Delphi Liability Portends Crisis In Municipal Pensions

General Motors’ experience with its former subsidiary offers a warning to states dealing with cash-strapped municipalities.


General Motors Corp.’s spin-off of components manufacturer Delphi Corp. won reluctant approval from the United Auto Workers in 1998 thanks in part to a key concession: The automaker agreed to guarantee Delphi’s pension obligations in the event that its former subsidiary went bankrupt. At the time, GM executives thought the spin-off was a masterstroke. Delphi, after all, was a huge liability, undermining GM’s profit potential year after year. Pensions were a side matter, they thought.

They were wrong.

Delphi went bankrupt in October 2005. Its underfunded pension plan destroyed any hope for a short-term turnaround at GM and contributed directly to the automaker’s own entry into Chapter 11 last June.

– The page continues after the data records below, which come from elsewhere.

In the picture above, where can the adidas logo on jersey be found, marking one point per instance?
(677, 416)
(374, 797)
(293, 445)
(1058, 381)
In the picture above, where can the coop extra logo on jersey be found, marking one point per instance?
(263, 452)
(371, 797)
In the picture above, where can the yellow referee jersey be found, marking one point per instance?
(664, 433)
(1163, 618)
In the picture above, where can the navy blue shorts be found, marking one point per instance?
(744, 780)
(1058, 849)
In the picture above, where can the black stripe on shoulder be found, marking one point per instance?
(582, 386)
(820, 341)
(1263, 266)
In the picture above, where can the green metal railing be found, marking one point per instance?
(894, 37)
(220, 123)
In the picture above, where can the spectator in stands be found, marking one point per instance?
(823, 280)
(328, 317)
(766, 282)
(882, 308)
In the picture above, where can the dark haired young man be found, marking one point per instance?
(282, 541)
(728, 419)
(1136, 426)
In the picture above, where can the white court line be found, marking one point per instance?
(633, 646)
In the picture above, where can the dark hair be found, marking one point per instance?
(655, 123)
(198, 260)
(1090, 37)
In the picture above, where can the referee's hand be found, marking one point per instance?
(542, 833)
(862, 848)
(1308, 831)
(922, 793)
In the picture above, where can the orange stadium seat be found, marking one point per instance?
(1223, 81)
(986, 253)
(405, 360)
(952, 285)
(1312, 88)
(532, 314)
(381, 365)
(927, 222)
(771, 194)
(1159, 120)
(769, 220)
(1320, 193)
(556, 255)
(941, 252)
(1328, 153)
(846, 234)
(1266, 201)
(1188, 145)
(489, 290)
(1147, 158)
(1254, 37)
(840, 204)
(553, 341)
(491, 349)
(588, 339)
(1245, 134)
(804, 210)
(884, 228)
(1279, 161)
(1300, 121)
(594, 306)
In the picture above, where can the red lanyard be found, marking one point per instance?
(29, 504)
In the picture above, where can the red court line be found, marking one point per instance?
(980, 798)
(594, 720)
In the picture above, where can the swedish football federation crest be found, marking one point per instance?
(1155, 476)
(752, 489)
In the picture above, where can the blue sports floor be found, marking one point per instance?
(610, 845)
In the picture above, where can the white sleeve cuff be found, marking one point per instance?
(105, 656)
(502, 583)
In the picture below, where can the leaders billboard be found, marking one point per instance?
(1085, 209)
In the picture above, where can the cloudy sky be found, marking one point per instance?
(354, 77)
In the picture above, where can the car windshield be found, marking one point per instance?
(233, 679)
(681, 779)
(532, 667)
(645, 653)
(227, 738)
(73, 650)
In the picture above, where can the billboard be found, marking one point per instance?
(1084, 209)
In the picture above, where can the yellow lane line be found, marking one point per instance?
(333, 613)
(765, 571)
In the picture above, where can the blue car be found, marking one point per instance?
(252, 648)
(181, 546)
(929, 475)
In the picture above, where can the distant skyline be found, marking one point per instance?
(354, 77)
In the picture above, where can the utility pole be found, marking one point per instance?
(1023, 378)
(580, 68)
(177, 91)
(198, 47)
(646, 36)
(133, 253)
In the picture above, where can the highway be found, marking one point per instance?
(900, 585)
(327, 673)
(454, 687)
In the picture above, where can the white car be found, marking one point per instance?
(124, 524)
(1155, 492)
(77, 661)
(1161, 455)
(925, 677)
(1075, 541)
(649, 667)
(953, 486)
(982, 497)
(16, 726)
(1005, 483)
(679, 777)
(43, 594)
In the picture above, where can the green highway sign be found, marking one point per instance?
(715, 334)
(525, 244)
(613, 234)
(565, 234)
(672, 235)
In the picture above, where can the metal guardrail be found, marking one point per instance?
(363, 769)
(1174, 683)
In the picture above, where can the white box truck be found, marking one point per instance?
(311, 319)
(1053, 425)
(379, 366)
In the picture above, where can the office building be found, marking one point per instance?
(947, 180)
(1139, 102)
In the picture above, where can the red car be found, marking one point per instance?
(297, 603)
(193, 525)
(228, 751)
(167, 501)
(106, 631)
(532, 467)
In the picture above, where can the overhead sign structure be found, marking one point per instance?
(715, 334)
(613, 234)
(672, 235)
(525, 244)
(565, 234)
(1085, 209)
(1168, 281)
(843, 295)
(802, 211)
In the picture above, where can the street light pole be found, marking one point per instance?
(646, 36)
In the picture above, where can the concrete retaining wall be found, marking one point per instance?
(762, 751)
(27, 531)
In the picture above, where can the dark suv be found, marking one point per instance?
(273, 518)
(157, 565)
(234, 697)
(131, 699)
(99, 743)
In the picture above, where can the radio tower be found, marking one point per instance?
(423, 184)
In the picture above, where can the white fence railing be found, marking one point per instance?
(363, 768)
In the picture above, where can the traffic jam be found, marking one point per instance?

Trillion-Dollar Pension Crisis Looms Large Over America

Trillion-Dollar Pension Crisis Looms Large Over America

GM’s experience with Delphi provides a prophetic warning to states whose towns and counties participate in statewide pension plans. Although no state has yet gone bankrupt, municipalities have, and states may well be left holding the bag.


Consider the City of Vallejo, California, which filed for Chapter 9 bankruptcy in May 2008. Vallejo’s largest unsecured creditor was the California Public Employees’ Retirement System. Under state law, a municipality cannot default to CalPERS. But laws change as facts change, and the facts are devastating for this once-vibrant city of 72,000, now reporting an annual operating deficit of $4.2 million. For now its retirees are not affected; the city can pay out benefits by drawing on the $412 million it has with CalPERS. But that money won’t last forever.

“This is a ticking time bomb in California,” says Marc Levinson, a partner with the law firm Orrick, Herrington & Sutcliffe, which represents Vallejo.

The crisis in municipal pension obligations is particularly severe in New Jersey, a state that, not helpfully, granted local governments a funding holiday in the late ‘90s. An effort by New Jersey lawmakers to allow municipalities to defer payment of some of their 2010 pension obligations was narrowly derailed in the closing minutes of the 2009 legislative session, only to be reintroduced by the assembly majority leader in January.

“Ultimately, state and local governments are going to have to address the underlying reality,” says Orin Kramer, the state’s investment council chairman.

That’s not an easy reality to address. Consider Alaska.

In 2003 the state of Alaska realized that it was going to have to pay more in pension and other retirement obligations than it had anticipated — billions more. As a result, the state legislature approved closing its defined benefit plans and replacing them with a defined contribution system for future employees. Despite the reform, many municipalities found they were unable to afford the recalculated obligations, so the legislature passed a second law shifting the payment burden to the state. The additional pension hit to state coffers: an estimated $5 billion.

Jerry Burnett, deputy commissioner for the state’s treasury department, sees similarities between Alaska’s predicament and what happened at GM. “Alaska took on future liabilities that were unsustainable for the local municipalities,” he says.

Fortunately, Alaska is rich in oil and gas reserves, a revenue source not available to states like California and New Jersey.